Olhava para as coisas belas que eu tinha e não conseguia plenitude. Era como se eu tivesse ganhado um carro importado lindíssimo e não pudesse pagar seus impostos.
Não, aquilo não podia ser o certo. O amor deveria fluir e ser natural. Deus não é essa represa.
Após anos, quando se tornou quase insustentável conter a gama de sentimentos que me invadia, decidi finalmente (não sem lágrimas) que o melhor era mesmo assumir quem eu era, assumir o que eu sentia e pensava e assumir as consequências de uma decisão dessa natureza, que são diversas.
Foi o que me libertou. Embarcar me libertou. Decidir embarcar me libertou.
Na mesma doutrina em que alguns posicionamentos me fuzilavam e fuzilavam a tantos como eu que com o coração aberto empreendiam lutas quixotescas contra os próprios sentimentos, encontrei apoio, alento, consolação e esclarecimento.
Não. Não sou uma aberração. Não sou uma anomalia como um trevo de quatro folhas ou um sexto dedo na mão.
Sou um ser que ama. Não reduzirei à simples bolha genital a energia mais poderosa do universo que destrói e cria mundos inteiros.
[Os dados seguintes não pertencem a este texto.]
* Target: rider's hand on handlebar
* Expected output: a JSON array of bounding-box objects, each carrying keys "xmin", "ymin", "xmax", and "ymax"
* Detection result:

NÃO. Não vou me abster e construir hipocritamente uma máscara que não tenho condição de sustentar.
Porque sou filha de Deus e Ele vibra em mim como infinito, como AMOR.
Quando amo, posso expressar o deus que há em mim, posso ver que a felicidade é um jeito de andar e posso plantar e colher flores.
Porque existe amor em mim e isso é tudo o que de mais valioso eu posso ofertar ao mundo.
Minha opção é amar.
E o amor, como diz cumpade meu Quelemém, o amor possui muitos caminhos...
*
*
Eu tive a sorte de viver esse processo rodeada de pessoas cheias de luz.
Agradeço à toda minha família que me aceita e me ama exatamente como sou (pai, pela coisa toda incondicional, mãe, pelo esforço que fez para destruir e reconstruir conceitos, Jane Canoa por sempre ter entendido sem eu ter que explicar), ao psicólogo Luiz Benigno, ao Emmanuel (sim, o espírito!!) aos doutores Andrei Moreira e Gibson Bastos pelo esclarecimento consolador, ao Max (cumpade meu Quelemém) por toda a luz do conhecimento que propaga, ao amor que me salva do Luiz H e da Vã (incondicionais), da Ieda, Caio, Sergitos e Marcelita, da Bia e Cia (família escolhida), do pessoal do Caminheiros do Bem, do Alvim, do Costinha e da Dani, do Adelino, da Patrícia e da Janice, e finalmente agradeço à Gabriela por abrir meus olhos e me fazer enxergar que a liberdade e a felicidade pulsam na simplicidade do Amor Vivido.
À você dedico a canção final!!!

Quando Fui Chuva
Luis Kiari e Caio Soh

Quando já não tinha espaço, pequena fui
Onde a vida me cabia apertada
Em um canto qualquer acomodei
Minha dança, os meu traços de chuva
E o que é estar em paz?
Pra ser minha e assim ser tua

Quando já não procurava mais
Pude enfim nos olhos teus, vestidos d'água,
Me atirar tranquila daqui
Lavar os degraus, os sonhos e as calçadas

E assim, no teu corpo eu fui chuva
Jeito bom de se encontrar
E assim, no teu gosto eu fui chuva
Jeito bom de se deixar viver

Nada do que eu fui me veste agora
Sou toda gota, que escorre livre pelo rosto
E só sossega quando encontra tua boca

E mesmo que em ti me perca,
Nunca mais serei aquela
Que se fez seca
Vendo a vida passar pela janela

Quando já não procurava mais
Pude enfim nos olhos teus, vestidos d'água,
Me atirar tranquila daqui
Lavar os degraus, os sonhos e as calçadas

E assim, no teu corpo eu fui chuva
Jeito bom de se encontrar
E assim, no teu gosto eu fui chuva
Jeito bom de se deixar viver.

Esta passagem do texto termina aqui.